Congressional investigations followed. DeJoy testified before the House Oversight Committee and the Senate Homeland Security Committee in August 2020. During testimony, DeJoy acknowledged that he had not conducted any analysis of how the operational changes would affect election mail. He stated he would suspend the changes until after the election but confirmed the removed sorting machines would not be reinstalled.

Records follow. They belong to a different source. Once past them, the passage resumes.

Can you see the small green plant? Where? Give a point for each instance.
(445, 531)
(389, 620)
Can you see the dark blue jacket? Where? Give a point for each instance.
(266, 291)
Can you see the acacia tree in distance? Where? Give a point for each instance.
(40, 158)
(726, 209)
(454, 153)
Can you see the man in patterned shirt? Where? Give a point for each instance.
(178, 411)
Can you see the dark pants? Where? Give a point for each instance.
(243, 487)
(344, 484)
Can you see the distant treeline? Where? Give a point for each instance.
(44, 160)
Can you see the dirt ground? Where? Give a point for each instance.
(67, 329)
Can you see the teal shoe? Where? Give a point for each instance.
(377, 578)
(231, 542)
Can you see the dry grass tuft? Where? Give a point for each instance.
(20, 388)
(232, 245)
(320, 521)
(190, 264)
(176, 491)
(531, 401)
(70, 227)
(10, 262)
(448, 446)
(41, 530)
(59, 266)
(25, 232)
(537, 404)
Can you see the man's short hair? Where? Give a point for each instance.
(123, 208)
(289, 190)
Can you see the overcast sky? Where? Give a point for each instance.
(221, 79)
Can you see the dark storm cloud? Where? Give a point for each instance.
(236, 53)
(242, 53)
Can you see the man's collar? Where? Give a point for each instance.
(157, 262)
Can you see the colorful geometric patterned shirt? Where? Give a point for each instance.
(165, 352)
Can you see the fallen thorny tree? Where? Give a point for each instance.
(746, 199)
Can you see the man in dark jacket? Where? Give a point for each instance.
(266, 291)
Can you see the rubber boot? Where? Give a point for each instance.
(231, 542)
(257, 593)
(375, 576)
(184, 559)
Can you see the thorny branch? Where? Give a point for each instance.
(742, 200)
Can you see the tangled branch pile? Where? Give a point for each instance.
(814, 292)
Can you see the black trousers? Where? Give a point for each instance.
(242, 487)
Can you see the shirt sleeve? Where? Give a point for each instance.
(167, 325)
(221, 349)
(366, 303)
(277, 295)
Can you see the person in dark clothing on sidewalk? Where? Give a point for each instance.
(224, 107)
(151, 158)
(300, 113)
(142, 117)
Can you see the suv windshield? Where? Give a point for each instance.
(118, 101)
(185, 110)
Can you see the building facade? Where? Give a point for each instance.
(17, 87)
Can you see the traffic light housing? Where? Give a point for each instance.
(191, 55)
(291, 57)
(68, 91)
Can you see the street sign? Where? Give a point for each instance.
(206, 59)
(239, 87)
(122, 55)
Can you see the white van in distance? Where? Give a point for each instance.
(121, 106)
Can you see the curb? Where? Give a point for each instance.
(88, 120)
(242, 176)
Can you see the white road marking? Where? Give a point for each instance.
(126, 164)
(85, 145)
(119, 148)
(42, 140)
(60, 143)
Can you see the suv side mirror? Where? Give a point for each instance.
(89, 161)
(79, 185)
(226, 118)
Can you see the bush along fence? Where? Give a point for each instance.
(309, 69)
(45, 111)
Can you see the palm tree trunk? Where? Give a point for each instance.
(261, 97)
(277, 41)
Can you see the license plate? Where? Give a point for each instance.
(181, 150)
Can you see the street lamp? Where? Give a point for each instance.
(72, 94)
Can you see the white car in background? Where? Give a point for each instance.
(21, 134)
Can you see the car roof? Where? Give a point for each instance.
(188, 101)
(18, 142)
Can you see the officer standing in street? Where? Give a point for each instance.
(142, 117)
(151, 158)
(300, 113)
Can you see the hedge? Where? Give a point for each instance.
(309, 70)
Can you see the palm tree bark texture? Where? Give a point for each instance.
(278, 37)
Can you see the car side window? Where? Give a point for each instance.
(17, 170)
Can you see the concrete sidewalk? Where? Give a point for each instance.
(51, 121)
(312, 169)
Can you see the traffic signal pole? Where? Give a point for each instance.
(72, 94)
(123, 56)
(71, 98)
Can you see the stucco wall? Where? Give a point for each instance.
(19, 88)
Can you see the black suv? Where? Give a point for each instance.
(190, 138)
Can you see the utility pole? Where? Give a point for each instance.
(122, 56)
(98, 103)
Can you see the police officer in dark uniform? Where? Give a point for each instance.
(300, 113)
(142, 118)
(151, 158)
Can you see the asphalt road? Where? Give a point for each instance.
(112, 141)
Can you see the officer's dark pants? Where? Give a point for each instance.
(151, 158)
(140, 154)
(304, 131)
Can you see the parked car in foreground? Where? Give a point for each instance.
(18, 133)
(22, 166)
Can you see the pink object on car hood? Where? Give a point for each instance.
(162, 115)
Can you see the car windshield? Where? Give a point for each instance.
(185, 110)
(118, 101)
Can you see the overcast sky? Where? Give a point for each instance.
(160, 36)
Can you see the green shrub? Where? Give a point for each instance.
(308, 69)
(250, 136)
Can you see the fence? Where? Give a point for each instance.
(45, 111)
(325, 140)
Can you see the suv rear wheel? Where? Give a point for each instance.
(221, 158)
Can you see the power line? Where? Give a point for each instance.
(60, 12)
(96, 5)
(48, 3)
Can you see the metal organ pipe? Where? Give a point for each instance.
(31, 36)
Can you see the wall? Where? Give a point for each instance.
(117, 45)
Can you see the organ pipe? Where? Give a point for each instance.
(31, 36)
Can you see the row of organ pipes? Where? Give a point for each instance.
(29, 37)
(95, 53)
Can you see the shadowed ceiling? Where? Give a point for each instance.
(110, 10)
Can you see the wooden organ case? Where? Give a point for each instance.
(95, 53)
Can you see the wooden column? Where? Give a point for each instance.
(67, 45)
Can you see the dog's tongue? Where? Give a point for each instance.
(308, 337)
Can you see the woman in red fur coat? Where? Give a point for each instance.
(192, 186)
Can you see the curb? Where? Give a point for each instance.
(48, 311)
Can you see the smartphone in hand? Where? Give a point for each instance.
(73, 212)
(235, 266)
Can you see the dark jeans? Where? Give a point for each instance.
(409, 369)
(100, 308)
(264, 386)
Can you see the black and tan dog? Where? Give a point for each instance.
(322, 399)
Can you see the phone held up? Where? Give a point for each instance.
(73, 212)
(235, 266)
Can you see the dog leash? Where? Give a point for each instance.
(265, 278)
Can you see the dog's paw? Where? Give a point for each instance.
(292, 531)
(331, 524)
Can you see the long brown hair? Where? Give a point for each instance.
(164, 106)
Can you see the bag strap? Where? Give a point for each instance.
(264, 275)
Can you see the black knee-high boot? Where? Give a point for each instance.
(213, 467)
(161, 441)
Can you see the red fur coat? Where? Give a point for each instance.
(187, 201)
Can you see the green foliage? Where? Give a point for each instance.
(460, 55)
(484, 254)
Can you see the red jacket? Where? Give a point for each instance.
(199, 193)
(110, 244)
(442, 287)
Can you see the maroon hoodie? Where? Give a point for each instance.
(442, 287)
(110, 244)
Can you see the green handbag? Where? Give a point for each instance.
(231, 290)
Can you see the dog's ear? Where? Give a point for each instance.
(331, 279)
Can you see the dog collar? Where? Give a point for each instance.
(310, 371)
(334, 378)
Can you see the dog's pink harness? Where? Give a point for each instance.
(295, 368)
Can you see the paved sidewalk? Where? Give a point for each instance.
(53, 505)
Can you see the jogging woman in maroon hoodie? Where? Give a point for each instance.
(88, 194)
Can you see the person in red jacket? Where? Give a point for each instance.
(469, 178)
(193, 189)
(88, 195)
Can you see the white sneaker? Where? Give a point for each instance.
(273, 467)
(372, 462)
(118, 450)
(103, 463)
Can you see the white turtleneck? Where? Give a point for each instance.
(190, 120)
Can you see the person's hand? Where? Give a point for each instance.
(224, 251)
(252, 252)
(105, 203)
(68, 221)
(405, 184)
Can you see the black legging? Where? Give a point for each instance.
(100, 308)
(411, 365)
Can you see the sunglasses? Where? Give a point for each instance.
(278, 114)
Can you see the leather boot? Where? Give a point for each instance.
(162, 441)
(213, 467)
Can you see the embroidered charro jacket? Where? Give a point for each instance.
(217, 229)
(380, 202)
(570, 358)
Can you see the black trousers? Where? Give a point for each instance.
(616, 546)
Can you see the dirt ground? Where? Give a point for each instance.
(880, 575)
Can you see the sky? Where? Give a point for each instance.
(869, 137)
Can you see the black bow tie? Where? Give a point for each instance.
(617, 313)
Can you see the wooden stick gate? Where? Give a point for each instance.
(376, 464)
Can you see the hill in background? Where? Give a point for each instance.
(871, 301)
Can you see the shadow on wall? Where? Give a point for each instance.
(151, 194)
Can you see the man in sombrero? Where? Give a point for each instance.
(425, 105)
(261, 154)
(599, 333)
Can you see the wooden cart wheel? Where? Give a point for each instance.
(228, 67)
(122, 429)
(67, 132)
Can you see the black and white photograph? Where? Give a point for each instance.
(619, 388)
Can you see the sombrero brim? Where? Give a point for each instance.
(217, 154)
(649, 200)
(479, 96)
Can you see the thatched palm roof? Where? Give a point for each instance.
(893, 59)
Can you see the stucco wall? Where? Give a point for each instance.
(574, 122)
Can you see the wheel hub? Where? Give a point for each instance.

Multiple states and advocacy groups filed lawsuits seeking to block the USPS changes. A federal judge in Washington state issued an injunction ordering the Postal Service to reverse the operational changes, calling them "a politically motivated attack on the efficiency of the Postal Service" before the election. Additional injunctions were issued in other jurisdictions.
Primary Sources
1. USPS Board of Governors announcement of Louis DeJoy as Postmaster General, May 6, 2020
2. Trump interview on Fox Business Network stating opposition to USPS funding to prevent mail-in voting, August 13, 2020
3. Louis DeJoy testimony before the House Oversight Committee, August 24, 2020
4. Louis DeJoy testimony before the Senate Homeland Security and Governmental Affairs Committee, August 21, 2020
5. USPS Inspector General reports on operational changes and mail delivery performance, 2020
6. Federal court injunctions ordering reversal of USPS operational changes
Corroborating Sources
1. CNBC: "USPS chief Louis DeJoy says there's 'no intention to' bring back removed mail-sorting machines," August 21, 2020
2. Washington Post: "Why the Postal Service wanted to remove hundreds of mail-sorting machines," August 20, 2020
3. NBC News: "Despite DeJoy's vows to halt changes, serious problems persist, postal workers say," September 2020
4. Bloomberg: "DeJoy Tells Judge Mail-Sorting Machines Can't Be Reassembled," September 24, 2020
5. Center for Public Integrity: "Trump campaign still hasn't paid El Paso police bills," August 2020
Counterarguments and Context
DeJoy and the USPS Board of Governors argued that the operational changes were part of a long-planned effort to reduce costs and improve efficiency at an agency that had been losing money for years. They noted that mail sorting machine removals had occurred under prior administrations as first-class mail volumes declined. DeJoy stated that the changes were not politically motivated and that he was committed to ensuring election mail was delivered on time. The USPS ultimately processed the vast majority of mail-in ballots successfully in the November 2020 election, a fact cited by defenders as evidence that the concerns were overblown. Supporters also argued that the lawsuits and congressional investigations were themselves politically motivated efforts to embarrass the administration before the election. Critics responded that Trump's own public statements explicitly connected USPS funding to his desire to prevent mail-in voting, that the timing of the changes immediately before a presidential election during a pandemic was not coincidental, and that the removal and destruction of sorting machines was irreversible, representing permanent degradation of postal infrastructure. The fact that the USPS ultimately delivered most ballots successfully was attributed by critics to the court injunctions, congressional pressure, and extraordinary efforts by postal workers rather than to any intention by DeJoy or the administration.
Author's Note
This entry is classified as Tier 3 because the interference is documented through primary evidence, including Trump's own on-camera statement connecting USPS funding to mail-in voting, DeJoy's sworn congressional testimony, USPS Inspector General reports, federal court findings, and the documented removal and destruction of mail sorting machines. The president's explicit statement of intent, linking USPS funding to his opposition to mail-in ballots, is the most direct evidence that the operational changes served a political purpose.